The gap is less wide in the case of New Zealand English, where British influence has on the whole remained stronger. To a British ear, the New Zealand accent is hardly distinguishable from the Australian. Its main peculiarities are: (i) i as in kit is a very slack sound almost like a in cadet; (ii) a as in trap and e as in dress are almost like British e in pep and i in this; (iii) the vowels of square and near are very tense and close, and may even be sounded alike; (iv) the vowels of smooth and nurse are sounded forward in the mouth, and rather close. The chief differences between New Zealand and Australian English are lexical. The words of aboriginal origin are mostly unknown in New Zealand, while the New Zealand words drawn from Maori are unknown in Australia. Many of the latter, naturally, refer to natural history and landscape specific to the country, e. g. bid-a-bid (kind of plant), cockabully, tarakihi (kinds of fish), pohutukawa (kind of tree). There is a large everyday vocabulary, much of it, but by no means all, colloquial or slang, used neither in Britain nor in Australia, e. g. booay (remote rural district), greenstone (stone used for ornaments), return to the mat (resume Maori way of life), shake (earthquake), tar-sealed (surfaced with tar macadam), Taranaki gate (gate made of wire strands attached to upright battens). While a fair amount of colloquial vocabulary is shared by Australia and New Zealand (e. g. sheila, Pommy, paddock (field), shout (to treat to drinks)), there are important nuances. In both to bach is to live as a bachelor, but in New Zealand only is there a noun bach, a small beach or holiday house. Similar organizations are the RSA (Returned Servicemen's Association) in New Zealand, but the RSL (Returned Servicemen's League) in Australia: the initials of the one would be meaningless to a member of the other. Mopoke or morepork is the name for a kind of owl in New Zealand, but for either a nightjar, or a different kind of owl, in Australia.
C.4 4. South Africa
English is one of the two official languages of the Republic of South Africa, the other being Afrikaans (derived from Dutch, but now an entirely independent language). Afrikaans has had a fairly strong influence on the English of the Republic: the South African accent is distinctly “clipped”; r is often rolled, and the consonants p, t, and k have a sharper articulation, usually lacking the aspiration (a faint h sound) found in other varieties of English. I is sometimes very lax (like a in along), e. g. in bit, lip, at other times very tense (like ee), e. g. in kiss, big; the vowels of dress, trap, square, nurse are very tense and close, while that of part is very far back almost like port. As in the other forms of English of the Southern Hemisphere, the different landscape, flora and fauna, and way of life are reflected in the South African vocabulary, e. g. dorp (village), go-away bird, kopje, nartjie (tangerine), rand, rhenosterbos (a kind of plant), roman, snoek (both fish), springbok, stoep (veranda), veld. There are many loan-words from Afrikaans and African languages, e. g. (besides most of those above) braai (barbecue), donga (eroded watercourse), erf (building plot), gogga (insect), impala (kind of antelope), indaba (meeting for discussion), lekker (nice), rondavel (hut).

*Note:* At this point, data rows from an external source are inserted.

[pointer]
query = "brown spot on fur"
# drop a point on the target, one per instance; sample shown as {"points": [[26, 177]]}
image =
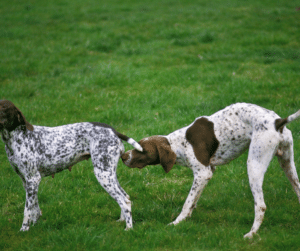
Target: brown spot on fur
{"points": [[11, 117], [279, 123], [156, 150], [202, 137]]}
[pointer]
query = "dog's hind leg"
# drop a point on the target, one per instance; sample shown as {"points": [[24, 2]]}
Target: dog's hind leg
{"points": [[287, 163], [32, 210], [202, 175], [260, 155], [105, 167]]}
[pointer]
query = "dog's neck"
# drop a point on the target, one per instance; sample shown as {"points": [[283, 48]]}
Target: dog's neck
{"points": [[8, 135]]}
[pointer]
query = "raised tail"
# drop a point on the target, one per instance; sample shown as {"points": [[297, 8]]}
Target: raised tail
{"points": [[130, 141], [280, 123]]}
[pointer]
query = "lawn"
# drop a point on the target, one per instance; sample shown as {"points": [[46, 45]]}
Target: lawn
{"points": [[149, 68]]}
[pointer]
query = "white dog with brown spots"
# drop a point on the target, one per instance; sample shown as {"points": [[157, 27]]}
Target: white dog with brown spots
{"points": [[218, 139]]}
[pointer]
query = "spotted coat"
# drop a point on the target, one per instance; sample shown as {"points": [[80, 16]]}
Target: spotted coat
{"points": [[38, 151], [216, 140]]}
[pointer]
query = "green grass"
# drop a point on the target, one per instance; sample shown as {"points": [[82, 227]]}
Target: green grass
{"points": [[148, 68]]}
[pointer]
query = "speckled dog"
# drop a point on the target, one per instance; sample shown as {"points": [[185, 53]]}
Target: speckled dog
{"points": [[216, 140], [37, 151]]}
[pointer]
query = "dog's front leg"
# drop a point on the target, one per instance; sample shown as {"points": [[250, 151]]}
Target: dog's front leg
{"points": [[202, 175], [32, 210]]}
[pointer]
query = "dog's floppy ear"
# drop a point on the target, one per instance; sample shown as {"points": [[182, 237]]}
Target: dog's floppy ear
{"points": [[12, 117], [23, 121], [166, 156]]}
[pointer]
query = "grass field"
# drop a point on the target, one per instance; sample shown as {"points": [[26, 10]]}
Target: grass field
{"points": [[148, 68]]}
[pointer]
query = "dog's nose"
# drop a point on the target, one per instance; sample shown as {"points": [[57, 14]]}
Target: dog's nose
{"points": [[124, 157]]}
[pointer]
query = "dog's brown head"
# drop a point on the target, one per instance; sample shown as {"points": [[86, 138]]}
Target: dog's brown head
{"points": [[11, 117], [156, 150]]}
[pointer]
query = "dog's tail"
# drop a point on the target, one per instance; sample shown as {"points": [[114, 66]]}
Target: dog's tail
{"points": [[121, 136], [280, 123], [130, 141]]}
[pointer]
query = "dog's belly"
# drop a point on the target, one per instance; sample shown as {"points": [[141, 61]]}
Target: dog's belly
{"points": [[229, 151], [234, 138]]}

There are also many general colloquial words and phrases, e. g. the farm (the country), homeboy (African from one's own area), location (Black township), robot (traffic light), tackies (plimsolls). Some of these reflect the influence of Afrikaans idiom, e. g. to come there (arrive), just now (in a little while), land (a field), to wait on (wait for). Only a few words have entered the main stream of English, but they are important ones, including apartheid, commandeer, commando, laager, trek, and the slang scoff (to eat; food).
The spoken language of each of the main English-speaking communities, as well as of the smaller communities scattered around the world, manifests enormous differences in pronunciation, vocabulary, and idiom. The relative uniformity of the written, and especially the literary, language, stands in tension with this. The outcome is a world language of unparalleled richness and variety.